CPP 526: Foundations of Data Science I

A dashboard template has been provided:

Data

You will again use the traffic accidents dataset from the Tempe Open Data Portal. The details of the dataset are reported at the end of these instructions.

Instructions

Create a dashboard with at least six tabs, four have already been provided for your.

The template currently provides:

The first tab allows the user to explore traffic accidents in Tempe by time periods.
The second tab looks at accidents by driver characteristics.
A leaftlet map with all accidents selected by the query color-coded to differentiate those with no injuries, injuries, and fatalities.
Informative pop-up info boxes that give crash details when you click on a crash.
Input widgets on a separate sidebar on the left-hand side.

Using these input widgets, the user should be able to define a query that selects a specific time-period (weekends, afternoon rush-hour, etc.) and the map should display the correct data.

The second tab allows the user to explore the prevelance and severity of different types of accidents by driver characteristics.

Age
Gender
Driver, pedestrian, or cyclist

The template includes 4 value boxes at the top of the page to report statistics for each user query:

Number of crashes
Rate of harm (at least one person injured or killed)
Total injuries
Total fatalities

You can find new icons for the value boxes in the Font Awesome Gallery.

YAML Header

The options in the template header embed the source code in your dashboard for easy access. Make sure to include the runtime shiny argument when you include dynamic widgets.

---
title: "Crash Data: City of Tempe"
output: 
  flexdashboard::flex_dashboard:
    theme: spacelab
    source: embed
    smart: false
runtime: shiny
---

Access to Raw Data

The template includes a data table with the raw data that allows the users to filter and download the data they are interested in.

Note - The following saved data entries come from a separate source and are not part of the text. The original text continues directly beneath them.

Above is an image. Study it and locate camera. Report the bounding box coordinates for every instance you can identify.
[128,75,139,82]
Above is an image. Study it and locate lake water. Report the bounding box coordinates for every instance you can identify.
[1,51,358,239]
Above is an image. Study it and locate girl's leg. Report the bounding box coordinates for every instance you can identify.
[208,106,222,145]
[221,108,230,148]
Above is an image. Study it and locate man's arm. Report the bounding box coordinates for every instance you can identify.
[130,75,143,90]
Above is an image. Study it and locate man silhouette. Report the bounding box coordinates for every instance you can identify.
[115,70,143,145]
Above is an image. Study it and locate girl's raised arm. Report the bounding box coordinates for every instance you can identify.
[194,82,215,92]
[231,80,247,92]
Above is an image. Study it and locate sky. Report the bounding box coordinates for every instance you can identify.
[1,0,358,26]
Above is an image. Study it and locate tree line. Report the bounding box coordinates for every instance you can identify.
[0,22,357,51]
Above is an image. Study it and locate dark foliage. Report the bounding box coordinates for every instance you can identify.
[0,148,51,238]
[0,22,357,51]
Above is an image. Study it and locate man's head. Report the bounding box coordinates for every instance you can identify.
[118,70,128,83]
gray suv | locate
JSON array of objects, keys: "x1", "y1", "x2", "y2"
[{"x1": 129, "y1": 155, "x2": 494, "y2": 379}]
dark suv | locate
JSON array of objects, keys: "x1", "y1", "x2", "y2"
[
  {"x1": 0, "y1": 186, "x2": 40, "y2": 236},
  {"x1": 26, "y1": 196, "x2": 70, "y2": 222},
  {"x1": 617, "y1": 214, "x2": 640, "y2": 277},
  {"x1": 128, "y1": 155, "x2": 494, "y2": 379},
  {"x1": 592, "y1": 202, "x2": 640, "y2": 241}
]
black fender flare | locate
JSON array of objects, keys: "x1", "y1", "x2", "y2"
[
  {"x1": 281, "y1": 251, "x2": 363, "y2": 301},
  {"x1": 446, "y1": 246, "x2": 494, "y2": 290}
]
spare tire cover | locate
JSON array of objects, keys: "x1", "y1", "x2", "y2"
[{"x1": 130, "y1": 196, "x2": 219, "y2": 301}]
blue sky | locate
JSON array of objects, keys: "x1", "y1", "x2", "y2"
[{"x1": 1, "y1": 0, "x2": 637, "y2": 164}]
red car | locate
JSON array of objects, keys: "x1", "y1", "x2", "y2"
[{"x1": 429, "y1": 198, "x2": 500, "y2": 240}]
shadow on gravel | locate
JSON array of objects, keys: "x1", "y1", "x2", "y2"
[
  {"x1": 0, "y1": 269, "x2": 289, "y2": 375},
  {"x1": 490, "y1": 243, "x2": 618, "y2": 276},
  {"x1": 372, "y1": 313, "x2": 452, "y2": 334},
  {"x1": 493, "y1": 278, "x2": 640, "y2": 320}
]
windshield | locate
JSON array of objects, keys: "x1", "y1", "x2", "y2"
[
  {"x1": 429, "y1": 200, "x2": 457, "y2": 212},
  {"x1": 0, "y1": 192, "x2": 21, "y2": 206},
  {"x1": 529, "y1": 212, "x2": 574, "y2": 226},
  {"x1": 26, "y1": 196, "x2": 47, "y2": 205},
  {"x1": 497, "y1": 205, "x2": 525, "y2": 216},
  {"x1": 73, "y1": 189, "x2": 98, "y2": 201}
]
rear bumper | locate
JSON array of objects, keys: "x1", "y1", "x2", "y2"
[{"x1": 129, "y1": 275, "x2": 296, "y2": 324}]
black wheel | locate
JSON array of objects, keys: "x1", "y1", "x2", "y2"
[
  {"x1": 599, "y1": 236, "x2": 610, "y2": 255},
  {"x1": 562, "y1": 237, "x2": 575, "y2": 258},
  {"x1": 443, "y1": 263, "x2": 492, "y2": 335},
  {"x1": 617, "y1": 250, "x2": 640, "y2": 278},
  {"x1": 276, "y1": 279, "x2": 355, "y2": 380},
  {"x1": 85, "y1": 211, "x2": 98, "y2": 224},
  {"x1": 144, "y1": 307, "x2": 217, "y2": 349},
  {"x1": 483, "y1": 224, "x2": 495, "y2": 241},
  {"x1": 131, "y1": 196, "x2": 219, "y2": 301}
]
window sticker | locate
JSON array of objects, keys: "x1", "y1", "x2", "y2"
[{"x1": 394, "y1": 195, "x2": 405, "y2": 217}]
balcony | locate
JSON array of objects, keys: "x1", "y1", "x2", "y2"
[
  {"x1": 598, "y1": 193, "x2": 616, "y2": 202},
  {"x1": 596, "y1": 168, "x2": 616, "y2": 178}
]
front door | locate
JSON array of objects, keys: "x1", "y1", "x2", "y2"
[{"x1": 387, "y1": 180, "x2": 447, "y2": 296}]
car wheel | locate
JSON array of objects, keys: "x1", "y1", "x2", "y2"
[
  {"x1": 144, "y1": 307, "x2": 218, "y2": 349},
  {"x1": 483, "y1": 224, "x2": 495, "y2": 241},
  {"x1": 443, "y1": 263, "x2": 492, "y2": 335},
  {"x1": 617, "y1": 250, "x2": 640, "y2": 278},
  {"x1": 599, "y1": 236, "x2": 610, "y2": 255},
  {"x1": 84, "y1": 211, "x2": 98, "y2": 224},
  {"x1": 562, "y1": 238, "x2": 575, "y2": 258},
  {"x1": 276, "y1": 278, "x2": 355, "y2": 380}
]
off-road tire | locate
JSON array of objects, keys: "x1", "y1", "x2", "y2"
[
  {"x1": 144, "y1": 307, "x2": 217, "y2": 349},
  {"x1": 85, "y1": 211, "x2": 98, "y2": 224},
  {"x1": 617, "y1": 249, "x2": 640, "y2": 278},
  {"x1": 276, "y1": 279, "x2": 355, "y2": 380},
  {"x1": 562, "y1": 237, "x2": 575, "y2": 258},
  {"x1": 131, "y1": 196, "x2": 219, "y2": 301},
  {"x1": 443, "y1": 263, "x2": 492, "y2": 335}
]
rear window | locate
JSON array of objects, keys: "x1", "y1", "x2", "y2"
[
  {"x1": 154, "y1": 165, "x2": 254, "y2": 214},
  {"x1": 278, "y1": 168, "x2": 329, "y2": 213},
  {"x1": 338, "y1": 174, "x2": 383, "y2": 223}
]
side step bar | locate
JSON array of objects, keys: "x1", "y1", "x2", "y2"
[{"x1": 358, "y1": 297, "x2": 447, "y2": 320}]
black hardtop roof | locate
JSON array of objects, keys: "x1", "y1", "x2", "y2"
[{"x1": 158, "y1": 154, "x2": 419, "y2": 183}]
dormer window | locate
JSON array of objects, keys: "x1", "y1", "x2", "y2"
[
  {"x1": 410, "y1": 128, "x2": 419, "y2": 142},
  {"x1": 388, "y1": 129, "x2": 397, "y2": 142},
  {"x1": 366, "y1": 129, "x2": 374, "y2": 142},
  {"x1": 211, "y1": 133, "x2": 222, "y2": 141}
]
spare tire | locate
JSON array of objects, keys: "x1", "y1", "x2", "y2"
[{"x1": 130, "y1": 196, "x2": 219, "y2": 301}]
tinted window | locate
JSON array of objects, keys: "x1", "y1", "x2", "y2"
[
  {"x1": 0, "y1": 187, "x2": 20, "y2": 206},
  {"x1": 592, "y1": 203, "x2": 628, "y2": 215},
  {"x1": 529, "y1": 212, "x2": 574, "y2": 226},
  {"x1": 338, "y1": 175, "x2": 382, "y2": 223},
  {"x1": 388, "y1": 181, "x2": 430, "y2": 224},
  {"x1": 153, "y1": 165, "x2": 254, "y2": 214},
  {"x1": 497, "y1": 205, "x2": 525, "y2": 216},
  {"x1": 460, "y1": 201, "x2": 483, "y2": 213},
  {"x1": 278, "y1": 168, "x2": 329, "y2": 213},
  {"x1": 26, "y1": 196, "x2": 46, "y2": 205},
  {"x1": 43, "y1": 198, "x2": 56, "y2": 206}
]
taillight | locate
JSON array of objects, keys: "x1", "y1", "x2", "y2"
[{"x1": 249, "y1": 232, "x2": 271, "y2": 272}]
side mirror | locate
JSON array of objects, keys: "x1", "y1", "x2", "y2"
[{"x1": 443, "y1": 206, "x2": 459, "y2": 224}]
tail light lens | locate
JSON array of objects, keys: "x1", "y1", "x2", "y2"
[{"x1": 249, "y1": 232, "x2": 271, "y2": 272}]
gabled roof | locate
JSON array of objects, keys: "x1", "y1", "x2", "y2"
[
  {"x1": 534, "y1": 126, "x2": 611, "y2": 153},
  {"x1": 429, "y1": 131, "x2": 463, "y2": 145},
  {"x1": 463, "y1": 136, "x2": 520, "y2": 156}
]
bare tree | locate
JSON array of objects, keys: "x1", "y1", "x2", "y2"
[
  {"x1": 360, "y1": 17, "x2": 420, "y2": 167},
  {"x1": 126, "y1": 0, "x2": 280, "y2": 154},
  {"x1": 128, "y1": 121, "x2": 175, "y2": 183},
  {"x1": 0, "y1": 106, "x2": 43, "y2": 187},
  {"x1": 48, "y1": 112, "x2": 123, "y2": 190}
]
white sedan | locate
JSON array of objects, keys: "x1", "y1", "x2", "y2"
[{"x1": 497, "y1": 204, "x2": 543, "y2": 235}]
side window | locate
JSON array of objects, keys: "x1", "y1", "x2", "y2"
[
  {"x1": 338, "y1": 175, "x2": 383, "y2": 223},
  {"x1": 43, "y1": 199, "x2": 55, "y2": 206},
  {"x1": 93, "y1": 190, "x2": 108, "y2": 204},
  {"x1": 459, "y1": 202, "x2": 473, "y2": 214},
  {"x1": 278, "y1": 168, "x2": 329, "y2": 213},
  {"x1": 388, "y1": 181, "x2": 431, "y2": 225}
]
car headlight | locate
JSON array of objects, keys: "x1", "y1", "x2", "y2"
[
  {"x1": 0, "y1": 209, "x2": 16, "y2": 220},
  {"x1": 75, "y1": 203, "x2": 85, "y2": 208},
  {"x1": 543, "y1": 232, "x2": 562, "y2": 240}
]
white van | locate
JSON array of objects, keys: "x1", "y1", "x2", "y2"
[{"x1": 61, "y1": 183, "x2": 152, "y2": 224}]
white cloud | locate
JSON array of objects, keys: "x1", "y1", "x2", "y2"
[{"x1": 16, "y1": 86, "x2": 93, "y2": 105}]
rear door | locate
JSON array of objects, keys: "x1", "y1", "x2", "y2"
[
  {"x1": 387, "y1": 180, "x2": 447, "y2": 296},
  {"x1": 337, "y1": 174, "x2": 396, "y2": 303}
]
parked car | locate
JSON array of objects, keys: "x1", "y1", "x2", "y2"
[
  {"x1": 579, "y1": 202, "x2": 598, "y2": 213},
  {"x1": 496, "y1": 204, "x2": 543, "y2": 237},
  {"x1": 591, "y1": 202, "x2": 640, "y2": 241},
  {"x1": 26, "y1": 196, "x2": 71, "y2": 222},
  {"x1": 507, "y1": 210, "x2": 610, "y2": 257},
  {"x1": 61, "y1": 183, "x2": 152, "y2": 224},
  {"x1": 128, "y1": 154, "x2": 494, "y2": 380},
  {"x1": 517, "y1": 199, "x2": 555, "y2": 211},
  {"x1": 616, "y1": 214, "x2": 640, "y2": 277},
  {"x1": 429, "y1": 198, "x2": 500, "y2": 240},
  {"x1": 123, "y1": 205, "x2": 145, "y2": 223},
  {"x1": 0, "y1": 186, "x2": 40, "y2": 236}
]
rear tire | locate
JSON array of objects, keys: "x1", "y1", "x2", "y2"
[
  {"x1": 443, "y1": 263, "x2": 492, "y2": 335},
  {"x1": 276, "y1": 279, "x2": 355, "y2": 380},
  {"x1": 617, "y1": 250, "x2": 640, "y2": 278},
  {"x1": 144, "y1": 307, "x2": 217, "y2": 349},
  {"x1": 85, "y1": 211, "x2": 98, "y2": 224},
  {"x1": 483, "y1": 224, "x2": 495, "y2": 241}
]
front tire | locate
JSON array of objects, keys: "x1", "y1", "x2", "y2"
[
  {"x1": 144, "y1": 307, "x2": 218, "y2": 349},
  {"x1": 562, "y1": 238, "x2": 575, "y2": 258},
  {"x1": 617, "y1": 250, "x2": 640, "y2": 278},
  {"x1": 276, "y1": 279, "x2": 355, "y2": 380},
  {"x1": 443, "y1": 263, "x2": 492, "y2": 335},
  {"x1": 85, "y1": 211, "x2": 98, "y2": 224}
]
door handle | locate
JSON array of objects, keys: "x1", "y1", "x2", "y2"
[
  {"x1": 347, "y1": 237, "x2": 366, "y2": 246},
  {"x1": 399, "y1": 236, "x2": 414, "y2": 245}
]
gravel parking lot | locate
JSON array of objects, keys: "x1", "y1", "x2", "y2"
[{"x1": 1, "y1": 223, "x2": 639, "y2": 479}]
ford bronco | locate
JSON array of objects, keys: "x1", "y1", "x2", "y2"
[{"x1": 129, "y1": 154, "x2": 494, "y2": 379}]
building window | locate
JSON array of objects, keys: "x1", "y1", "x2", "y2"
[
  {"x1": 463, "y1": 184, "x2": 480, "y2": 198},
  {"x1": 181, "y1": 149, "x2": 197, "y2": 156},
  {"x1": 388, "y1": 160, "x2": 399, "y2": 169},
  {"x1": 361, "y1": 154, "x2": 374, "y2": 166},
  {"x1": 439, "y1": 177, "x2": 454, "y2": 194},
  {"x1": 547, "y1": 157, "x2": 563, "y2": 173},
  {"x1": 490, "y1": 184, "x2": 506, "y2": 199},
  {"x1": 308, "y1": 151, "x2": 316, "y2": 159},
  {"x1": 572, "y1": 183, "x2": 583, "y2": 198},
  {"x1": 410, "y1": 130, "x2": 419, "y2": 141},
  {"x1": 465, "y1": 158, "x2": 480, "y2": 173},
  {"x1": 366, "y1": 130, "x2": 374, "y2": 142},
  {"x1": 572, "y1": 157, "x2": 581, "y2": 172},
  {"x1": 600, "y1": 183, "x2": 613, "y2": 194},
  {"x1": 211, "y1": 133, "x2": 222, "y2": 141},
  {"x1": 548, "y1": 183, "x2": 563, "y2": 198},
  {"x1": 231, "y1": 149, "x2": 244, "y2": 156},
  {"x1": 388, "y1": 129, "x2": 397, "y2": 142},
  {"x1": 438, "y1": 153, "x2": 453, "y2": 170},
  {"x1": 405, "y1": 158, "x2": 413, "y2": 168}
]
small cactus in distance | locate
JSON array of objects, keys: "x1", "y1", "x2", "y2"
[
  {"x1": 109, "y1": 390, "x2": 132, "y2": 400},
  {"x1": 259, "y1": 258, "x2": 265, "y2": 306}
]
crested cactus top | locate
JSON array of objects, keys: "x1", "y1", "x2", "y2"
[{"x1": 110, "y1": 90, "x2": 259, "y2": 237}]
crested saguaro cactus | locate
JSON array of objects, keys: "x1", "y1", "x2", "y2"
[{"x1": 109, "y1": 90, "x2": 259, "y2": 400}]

We use the Data Table DT package to embed data in a dashboard.

# library( DT )

these.buttons <- c( 'copy', 'csv', 'excel', 'pdf', 'print' )

datatable( dat,
           filter='bottom', rownames=FALSE, 
           #options=list( pageLength=5, autoWidth=TRUE ),
           fillContainer=TRUE, 
           style="bootstrap",
           class='table-condensed table-striped',
           extensions = 'Buttons', 
           options=list( dom='Bfrtip', 
                         buttons=these.buttons  )) %>%
  
  formatStyle( "name", "white-space"="nowrap" )

Your Task

Add at least two additional tabs that allow for meaningful analysis of the data. Include widgets for user input, and link the widgets to a leaflet map (like tabs 1 and 2) or any other tables or graphs that you find useful for analyzing traffic patterns. You might consider:

Accident characteristics:

Type (Collisionmanner)
Violations issued

Conditions at the time of accident:

Time of day
Weather
Light
Surface
Junction

Impairement? * Alcohol or drugs * Violations issued

Note that some categories like weather conditions are mutually exclusive and thus should be radio buttons, and others might be inclusive such as drugs and alcohol for driver 1 and driver 2, and could be operationalized with check-boxes.

Instead of using 24-hour periods you might consider defining your own periods such as rush hour, work day, school pick-up, etc.).

The About Tab

Include a description of the project including references for the data source, your contact info, and the intended use of the dashboard.

The data dictionary is included in this tab. The data dictionary was created as follows:

# pseudo-code only
data.dictionary <- read.csv()
dd.simple <-
  data.dictionary %>%
  select( variableNames, variableDescriptions )
pander( dd.simple ) # html table, from pander package

BONUS: Principles of Dashboard Design

You will note that on the second tab the input widgets are a little awkward for creating comparisons. It could potentially be improved by considering some of the following.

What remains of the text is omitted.